Comme tous les secteurs industriels, l’automobile est à l’arrêt depuis le début du confinement. Toutes les concessions sont fermées et le marché français a reculé de près de 90 % en avril ; les usines commencent à peine à redémarrer dans quelques pays déjà déconfinés (Suède, Slovaquie, Chine) et la crise économique historique qui suivra la crise sanitaire du coronavirus ne va pas donner envie d’acheter une voiture neuve. Si on était dans Auto Plus, on dirait bien que l’industrie de la voiture individuelle s’est arrêtée au frein à main au bord du précipice, avec les deux roues avant qui patinent dans le vide. Alors, déjà, les différents représentants du secteur s’agitent, à Bruxelles comme à Paris, pour demander de l’aide aux autorités. Des prêts, un coup de pouce à la consommation… En France, cela passera par un plan de relance qui doit être présenté à la mi-mai.
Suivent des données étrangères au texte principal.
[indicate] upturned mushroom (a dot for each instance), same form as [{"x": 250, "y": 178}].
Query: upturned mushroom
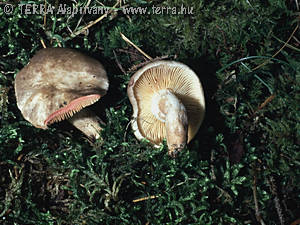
[
  {"x": 168, "y": 103},
  {"x": 57, "y": 84}
]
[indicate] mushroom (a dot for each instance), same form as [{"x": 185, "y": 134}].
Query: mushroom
[
  {"x": 168, "y": 102},
  {"x": 57, "y": 84}
]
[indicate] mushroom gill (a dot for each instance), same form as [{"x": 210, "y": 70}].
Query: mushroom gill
[{"x": 58, "y": 83}]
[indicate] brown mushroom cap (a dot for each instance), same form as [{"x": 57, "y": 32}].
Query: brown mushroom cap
[
  {"x": 57, "y": 83},
  {"x": 150, "y": 80}
]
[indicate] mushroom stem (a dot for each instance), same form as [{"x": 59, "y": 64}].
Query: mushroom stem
[
  {"x": 87, "y": 122},
  {"x": 169, "y": 109}
]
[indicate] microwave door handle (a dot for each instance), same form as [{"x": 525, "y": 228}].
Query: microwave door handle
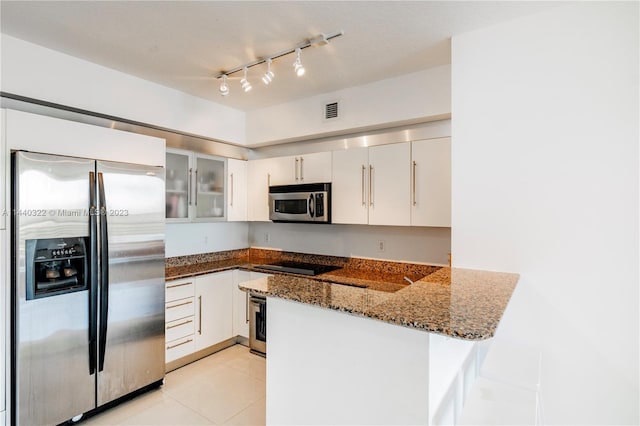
[{"x": 310, "y": 204}]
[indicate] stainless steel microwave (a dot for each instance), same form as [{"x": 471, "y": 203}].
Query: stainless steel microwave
[{"x": 309, "y": 202}]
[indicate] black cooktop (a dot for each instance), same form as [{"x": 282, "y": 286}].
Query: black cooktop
[{"x": 298, "y": 268}]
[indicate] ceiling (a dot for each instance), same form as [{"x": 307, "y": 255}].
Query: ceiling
[{"x": 181, "y": 44}]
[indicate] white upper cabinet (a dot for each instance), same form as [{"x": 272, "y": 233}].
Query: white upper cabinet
[
  {"x": 258, "y": 190},
  {"x": 371, "y": 185},
  {"x": 210, "y": 183},
  {"x": 195, "y": 187},
  {"x": 431, "y": 183},
  {"x": 308, "y": 168},
  {"x": 389, "y": 179},
  {"x": 315, "y": 168},
  {"x": 178, "y": 185},
  {"x": 350, "y": 187},
  {"x": 237, "y": 190},
  {"x": 281, "y": 170}
]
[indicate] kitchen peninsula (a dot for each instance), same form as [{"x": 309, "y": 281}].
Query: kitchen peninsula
[{"x": 361, "y": 345}]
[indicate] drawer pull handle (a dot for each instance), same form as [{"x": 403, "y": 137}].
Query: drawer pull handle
[
  {"x": 199, "y": 314},
  {"x": 178, "y": 325},
  {"x": 179, "y": 285},
  {"x": 180, "y": 344},
  {"x": 180, "y": 304}
]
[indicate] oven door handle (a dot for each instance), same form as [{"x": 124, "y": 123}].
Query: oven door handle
[{"x": 311, "y": 205}]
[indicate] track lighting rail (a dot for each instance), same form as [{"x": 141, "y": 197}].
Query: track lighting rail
[{"x": 319, "y": 40}]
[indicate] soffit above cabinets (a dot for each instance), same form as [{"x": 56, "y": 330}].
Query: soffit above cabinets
[{"x": 183, "y": 44}]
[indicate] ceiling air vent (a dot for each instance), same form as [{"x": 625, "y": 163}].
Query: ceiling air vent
[{"x": 331, "y": 110}]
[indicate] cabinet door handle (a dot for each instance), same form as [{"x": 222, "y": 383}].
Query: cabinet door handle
[
  {"x": 179, "y": 285},
  {"x": 371, "y": 185},
  {"x": 268, "y": 185},
  {"x": 179, "y": 304},
  {"x": 231, "y": 195},
  {"x": 301, "y": 168},
  {"x": 189, "y": 186},
  {"x": 197, "y": 189},
  {"x": 178, "y": 325},
  {"x": 414, "y": 182},
  {"x": 180, "y": 344},
  {"x": 199, "y": 314},
  {"x": 363, "y": 173},
  {"x": 246, "y": 307}
]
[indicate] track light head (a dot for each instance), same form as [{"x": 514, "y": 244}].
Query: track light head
[
  {"x": 297, "y": 65},
  {"x": 224, "y": 88},
  {"x": 244, "y": 83},
  {"x": 268, "y": 76}
]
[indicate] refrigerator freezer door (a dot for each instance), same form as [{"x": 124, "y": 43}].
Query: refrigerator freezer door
[
  {"x": 131, "y": 329},
  {"x": 51, "y": 347}
]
Et chaque fois, un risque plane : que le soutien à ce secteur central de l’économie se fasse aux dépens de la grande transformation de l’automobile enclenchée au sein de l’Union européenne, qui exige depuis janvier que chaque constructeur réduise les émissions en CO2 de ses véhicules individuels pour atteindre la barre des 95 grammes pour chaque kilomètre parcouru (lire l’épisode 4, « En 2021, le SUV va se prendre un mur »). Le 25 mars, l’European Automobile Manufacturers’ Association (ACEA), qui rassemble tous les grands constructeurs de voitures, de camions et de motos, a ainsi adressé une lettre à la présidente de la Commission européenne, Ursula von der Leyen, pour demander des « ajustements » au calendrier des objectifs européens de réduction des émissions. « Aucune production, développement ou test ne peut avoir lieu en ce moment. Cela bouleverse les plans que nous avions élaborés pour nous préparer à nous conformer aux lois et règlements européens (…) dans les délais applicables », explique ce courrier. Du bon vieux lobbying, quoi : tout ce que les observateurs attendaient de la part d’une industrie qui n’avait pas vraiment envie de chercher un avenir à la voiture à essence et a tout tenté pour réduire les exigences européennes en matière d’émissions de gaz à effet de serre. Tout cela alors que les transports terrestres sont responsables de près de 30 % des émissions totales de CO2 de l’Union et que les voitures individuelles comptent pour 60,7 % d’entre elles sur le continent, selon les données de la Commission européenne.
Nous avons investi (…) des sommes colossales pour le développement de nos véhicules électrifiés pour nous conformer aux nouvelles normes. Si on devait remettre en cause l’objectif de 95 g, ce serait sans doute une lourde erreur parce que tous ces investissements ne pourraient pas se traduire en ventes.
Cette lettre, « c’était ce qu’on attendait, ça n’a pas été une surprise », s’amuse Saul Lopez, qui est chargé des mobilités électriques pour Transport & Environment, la principale fédération d’ONG du secteur à Bruxelles.